The government did not comment on the discrepancy between the rules of the two programs. But it has in the past noted that its designs have been in part dictated by the large volume of applicants to income-support programs and limitations in its processing systems.

The EI program does have some advantages over the CRB. For higher earners, EI benefits top out at $573 a week, a difference that adds up to nearly $2,000 over a 26-week claim period. However, the CRB’s more generous clawback provisions reverse that advantage for recipients maximizing their paid earnings under the respective rules of the programs. More significantly, EI benefits can extend much longer than the 26-week maximum payable under the CRB.

Stéphanie Lluis, an economics professor at the University of Waterloo, noted the EI system has previously had a CRB-like structure that exempted some earnings from being clawed back. But Prof. Lluis said that structure proved to be a barrier for recipients returning to work: Large numbers of people would work until their earnings brushed up against the threshold, but not much further. The clawback – in essence, an added 50-per-cent income tax – discouraged them from working more.

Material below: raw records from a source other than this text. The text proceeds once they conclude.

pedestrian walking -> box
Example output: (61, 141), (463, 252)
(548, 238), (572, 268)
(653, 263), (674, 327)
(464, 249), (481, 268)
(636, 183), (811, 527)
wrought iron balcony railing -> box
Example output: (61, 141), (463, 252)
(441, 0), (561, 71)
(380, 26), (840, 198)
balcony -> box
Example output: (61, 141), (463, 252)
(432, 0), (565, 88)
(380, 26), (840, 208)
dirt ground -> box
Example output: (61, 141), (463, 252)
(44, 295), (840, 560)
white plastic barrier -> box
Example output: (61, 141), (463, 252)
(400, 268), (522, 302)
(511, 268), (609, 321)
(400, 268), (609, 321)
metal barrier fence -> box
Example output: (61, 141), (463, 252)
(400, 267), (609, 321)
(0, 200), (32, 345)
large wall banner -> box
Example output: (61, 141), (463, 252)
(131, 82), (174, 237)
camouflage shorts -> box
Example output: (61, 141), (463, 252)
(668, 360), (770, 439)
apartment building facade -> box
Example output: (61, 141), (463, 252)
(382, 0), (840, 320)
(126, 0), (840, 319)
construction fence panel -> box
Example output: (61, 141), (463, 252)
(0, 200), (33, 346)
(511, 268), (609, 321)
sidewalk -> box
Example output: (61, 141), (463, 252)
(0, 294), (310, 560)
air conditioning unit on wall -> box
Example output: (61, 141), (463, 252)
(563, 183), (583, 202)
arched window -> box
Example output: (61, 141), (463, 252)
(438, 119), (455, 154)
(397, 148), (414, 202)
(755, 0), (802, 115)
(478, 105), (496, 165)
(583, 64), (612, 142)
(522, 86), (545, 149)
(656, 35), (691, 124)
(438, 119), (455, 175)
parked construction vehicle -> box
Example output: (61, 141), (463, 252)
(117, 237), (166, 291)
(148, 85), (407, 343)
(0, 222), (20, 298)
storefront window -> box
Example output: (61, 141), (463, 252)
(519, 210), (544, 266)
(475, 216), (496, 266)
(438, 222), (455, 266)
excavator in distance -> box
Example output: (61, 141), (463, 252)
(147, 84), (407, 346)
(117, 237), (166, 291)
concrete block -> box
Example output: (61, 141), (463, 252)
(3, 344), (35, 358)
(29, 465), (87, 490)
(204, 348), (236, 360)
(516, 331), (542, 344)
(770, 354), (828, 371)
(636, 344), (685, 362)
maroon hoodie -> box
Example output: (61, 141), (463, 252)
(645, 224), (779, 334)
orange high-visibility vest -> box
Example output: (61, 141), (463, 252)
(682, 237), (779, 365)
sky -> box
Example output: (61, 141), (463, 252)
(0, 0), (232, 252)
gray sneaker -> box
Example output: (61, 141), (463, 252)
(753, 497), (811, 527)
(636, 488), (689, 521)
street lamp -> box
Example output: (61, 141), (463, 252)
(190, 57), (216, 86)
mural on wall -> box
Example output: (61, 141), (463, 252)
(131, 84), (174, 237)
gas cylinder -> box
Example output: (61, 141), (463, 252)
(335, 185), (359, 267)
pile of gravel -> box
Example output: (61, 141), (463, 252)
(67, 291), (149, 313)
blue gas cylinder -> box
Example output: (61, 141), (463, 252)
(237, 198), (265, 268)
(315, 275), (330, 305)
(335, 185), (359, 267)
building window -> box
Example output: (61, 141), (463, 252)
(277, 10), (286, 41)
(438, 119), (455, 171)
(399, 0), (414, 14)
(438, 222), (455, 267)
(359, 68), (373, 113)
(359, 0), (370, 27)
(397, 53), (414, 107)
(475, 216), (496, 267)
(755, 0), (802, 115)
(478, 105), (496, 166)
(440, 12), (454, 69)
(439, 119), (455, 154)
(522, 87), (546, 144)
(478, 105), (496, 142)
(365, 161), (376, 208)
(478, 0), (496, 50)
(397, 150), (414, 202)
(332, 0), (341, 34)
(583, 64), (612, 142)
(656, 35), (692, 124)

Prof. Lluis said the timing of the clawback is also important. EI recipients have their benefits reduced immediately. Under the CRB, there is no immediate reduction; instead, recipients have to repay the clawed-back amount when filing their annual income taxes. That calculation is also made on an annual basis for CRB recipients, conferring them additional advantage over EI claimants in situations where work hours vary significantly from week to week.

She said that structure makes sense for the CRB, since many self-employed workers receive large and sporadic contract payments that would distort any short-term clawback calculation.

So far, Ottawa has not given any indication whether it intends to extend the CRB beyond its mandated 12-month life. But David Macdonald, senior economist at the Canadian Centre for Policy Alternatives, said the government has shown “clear interest” in incorporating the CRB into existing income support programs, pointing to last month’s Speech from the Throne that said “Canada needs an EI system for the 21st century, including for the self-employed and those in the gig economy.”

One key issue would be how to fund benefits for the self-employed and others now being covered by the CRB. Unlike EI recipients, most of those receiving the CRB have not made contributions through paycheque deductions. Nor have the companies that pay the self-employed, since they are defined as contractors, not employees. Mr. Macdonald said one option would be to institute a payroll tax for companies operating in the gig economy. For now, Ottawa is shouldering the costs of the CRB, as well as some of the additional costs being added to the EI system.

Prof. Lluis cautioned that any design will have to take into account the differences between employees and the self-employed, as well as the diversity within the latter group. Gig workers and entrepreneurs running incorporated companies are both self-employed but face much different work circumstances, she said.

That will mean that the results of the giant national experiment in income supports will have to be interpreted carefully, she said. “You’re comparing apples to bananas.”

Tax and Spend is a weekly series that examines the intricacies and oddities of taxation and government spending.